4.7. Ablation Experiment
We thoroughly investigated the noise level within the dataset and its effects on the prediction accuracy and model robustness of SOH. As illustrated in
Figure 4, there are some outliers in the dataset that are obviously deviant, and some of them are far from the overall data curve. If the curve containing these outliers is directly normalized and correlated, these features are obviously unable to effectively characterize SOH. Through experiments, it was found that there were notable differences between the features after noise removal and the features selected for the non-denoised data. Although the features selected for the non-denoised data retained some capacity to characterize SOH, their prediction performance was considerably inferior, as depicted in
Figure 13. Compared with the prediction results after denoising, the prediction error of the non-denoised model is larger, the prediction curve appears to be more unsmooth, and abnormal prediction values appear. These findings underscore the substantial negative impact of noise on prediction performance, highlighting that denoising significantly enhances the model’s prediction accuracy.
5. Conclusions
This paper proposes a method for predicting battery SOH based on multidimensional features and a transformer–LSTM fusion model, aiming to enhance the accuracy and generalizability of SOH prediction. The key findings reveal that by extracting features from the time domain, frequency domain, and time dimension of the voltage, energy and temperature curves, the trend of battery degradation can be effectively captured. Furthermore, denoising the feature data significantly improves prediction accuracy and reduces the negative impact of noise on model performance. By integrating these optimized features with the transformer–LSTM fusion model for prediction, the experimental results demonstrate that the proposed model excels in both prediction accuracy and generalization ability, thus verifying its efficacy and practicality in SOH prediction.

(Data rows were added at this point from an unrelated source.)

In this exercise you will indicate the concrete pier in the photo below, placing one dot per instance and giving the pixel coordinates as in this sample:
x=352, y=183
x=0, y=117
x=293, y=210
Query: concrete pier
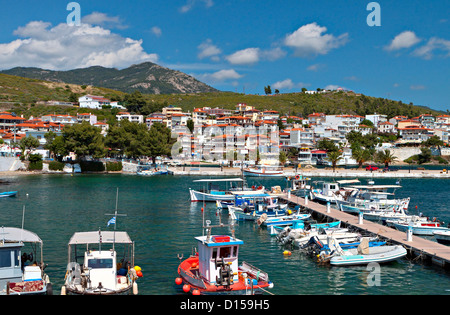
x=417, y=247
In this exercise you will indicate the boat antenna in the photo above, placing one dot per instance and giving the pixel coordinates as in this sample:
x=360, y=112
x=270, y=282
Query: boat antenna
x=23, y=222
x=115, y=214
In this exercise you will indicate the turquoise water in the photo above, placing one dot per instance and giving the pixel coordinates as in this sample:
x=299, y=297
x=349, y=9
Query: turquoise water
x=163, y=223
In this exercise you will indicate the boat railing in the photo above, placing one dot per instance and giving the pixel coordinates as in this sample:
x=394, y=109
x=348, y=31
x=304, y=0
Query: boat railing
x=254, y=272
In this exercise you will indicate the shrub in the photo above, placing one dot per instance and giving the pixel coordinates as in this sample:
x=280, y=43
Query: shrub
x=92, y=166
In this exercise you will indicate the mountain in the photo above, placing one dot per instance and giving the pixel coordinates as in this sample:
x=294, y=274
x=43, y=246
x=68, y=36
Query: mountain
x=148, y=78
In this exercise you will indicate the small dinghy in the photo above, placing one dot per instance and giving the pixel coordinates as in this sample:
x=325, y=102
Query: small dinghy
x=364, y=254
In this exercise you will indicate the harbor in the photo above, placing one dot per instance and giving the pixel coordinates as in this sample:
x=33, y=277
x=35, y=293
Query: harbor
x=418, y=248
x=163, y=230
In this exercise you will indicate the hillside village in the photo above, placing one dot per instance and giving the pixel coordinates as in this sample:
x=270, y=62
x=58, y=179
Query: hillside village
x=210, y=134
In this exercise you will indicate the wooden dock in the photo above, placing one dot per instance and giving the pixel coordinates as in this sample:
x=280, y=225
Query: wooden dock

Looking ahead, this study will focus further on the implementation and optimization of SOH prediction in actual application scenarios. Compared to laboratory scenarios, the operating conditions of actual batteries are considerably more complex and variable. They are influenced by unstable external factors such as fluctuations in ambient temperature, variations in user operating habits, and the use of diverse charging equipment. These factors pose challenges to the accuracy of SOH prediction. Therefore, to ensure effective implementation of SOH prediction in real-world applications, it is crucial to adapt and optimize the model based on actual operating data of the batteries to accommodate changes in real-life scenarios.